In the internet age, libel law is ripe for reform
A comment by a Catholic priest last year, which appeared to liken a Hong Kong tycoon to the devil, highlighted the many grey areas surrounding the city's libel laws.
Striking the right balance between protecting freedom of expression and people's reputations is notoriously difficult and the lack of clarity can create a chilling effect. This becomes more pressing every day with the public now posting comments on blogs on a range of personal and public affairs. Tellingly, the priest's comment received considerable support from a public that believes it has a right to make critical but honestly held comments about individuals with a public profile.
Coincidentally, Britain's Supreme Court made exactly those observations in a landmark case around the same time last year. 'Today the internet has made it possible for the man in the street to make public comment about others in a manner that did not exist when the principles of the law of fair comment were developed,' said Lord Phillips. 'Millions take advantage of that opportunity,' he said, while adding that the previous defence of 'fair comment' should be changed to 'honest comment' in what appears to be a more generous protection for commentators. In January, Britain's deputy prime minister, Nick Clegg, seemed to commit to reforming British libel laws in a speech about the erosion of civil liberties.

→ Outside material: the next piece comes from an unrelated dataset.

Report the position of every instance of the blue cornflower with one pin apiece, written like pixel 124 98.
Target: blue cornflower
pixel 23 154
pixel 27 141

Britain has developed a poor reputation among developed countries regarding free speech and protection of journalists and has been labelled the global capital for 'libel tourism'. The United States found it necessary to legislate to protect its own journalists against libel judgments obtained in British courts.
These are not issues that have plagued Hong Kong. But Clegg's speech also highlighted problematic areas in libel laws that are relevant to our own circumstances. Most significantly, he noted how 'academics and journalists are effectively bullied into silence by the prospect of costly legal battles with wealthy individuals and big businesses'.
A draft defamation bill is expected in the spring, and Clegg hinted that the key reform would be 'a new statutory defence for those speaking out in the public interest, whether they be big broadcasters or the humble blogger'.
The existing defences of fair comment and justification will also be clarified, while internet publication will be reviewed.
These initiatives deserve attention from the relevant bodies in Hong Kong. Any reform that can clarify areas of defamation and fair comment should be seriously considered. Furthermore, there is already much research on this area which is readily available. Lord Lester of Herne Hill, a prominent human rights lawyer familiar with the Hong Kong legal community, drafted a private member's bill in an attempt to codify the balance between free expression and the right to reputation last May. The opening section sets a more fitting tone for a new law on defamation: it sets out the defence of 'responsible publication on matters of public interest'.
Whether reforms in Britain succeed remains to be seen. But there is no doubt the existing law is highly complex, technical, and out of touch with modern forms of communication. The same applies to the law in Hong Kong. It is ripe for reform. Any changes in Britain, where the law is very similar to ours, should be closely watched and consideration given to making our libel laws clearer, fairer and less likely to inhibit freedom of expression.